Eastern Virginia Medical School, Norfolk, VA

DEMOGRAPHICS
Extracranial carotid artery aneurysms (ECAA) are present in 0.2% to 5% of all carotid procedures posing a surgical treatment challenge. Both open reconstruction and endovascular repair (i.e. coiling vs stenting) have been described. Transcarotid artery revascularization (TCAR) is a novel hybrid alternative in high risk patients, involving direct common carotid artery (CCA) access combined with flow reversal as cerebral protection while stenting. We present a novel application of TCAR in two high risk patients with high grade internal carotid artery (ICA) stenosis with concomitant ECAA.
HISTORY
1. A 64 year old man presented with high grade (80-99%) asymptomatic right internal carotid artery (ICA) stenosis with two saccular ECAAs just above the C2 level. Past medical history included hyperlipidemia, and chronic atrial fibrillation managed with cardiac pacemaker.
2. A 78 year old man presented with symptomatic high grade (80-99%) ICA stenosis with right eye vision loss. Past medical history included COPD, CHF, CAD with recent MI and DES stent placement.
PLAN
1. Open surgical repair was high risk given high lesion. TCAR was used to treat the ICA stenosis with concomitant ECAA using a covered stent (FIGURE). The patient was discharged post op day 1 and is doing well at 8 months.

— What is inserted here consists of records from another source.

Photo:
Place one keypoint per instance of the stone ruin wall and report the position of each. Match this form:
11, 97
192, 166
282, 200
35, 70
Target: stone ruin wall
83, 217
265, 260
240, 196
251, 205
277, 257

2. Medical comorbidities and high lesion deemed him high risk for open surgery. During TCAR, a large pseudoaneurysm (due to plaque rupture) was noted concomitant with ICA stenosis. It was similarly treated with a covered stent. The patient was discharged post op day 1 and is doing well at 20 months.
DISCUSSION
To our knowledge, the use of TCAR in high grade stenosis with concomitant ECAA has not been previously described. TCAR provides easier access to the anatomically inaccessible high lesions for endovascular treatment under cerebral protection with flow reversal. Covered stent addresses the high embolic potential of the ECAA. TCAR thus, provides a safe alternative to the previously described open surgical and transfemoral endovascular approaches in patients with concomitant stenosis and ECAA.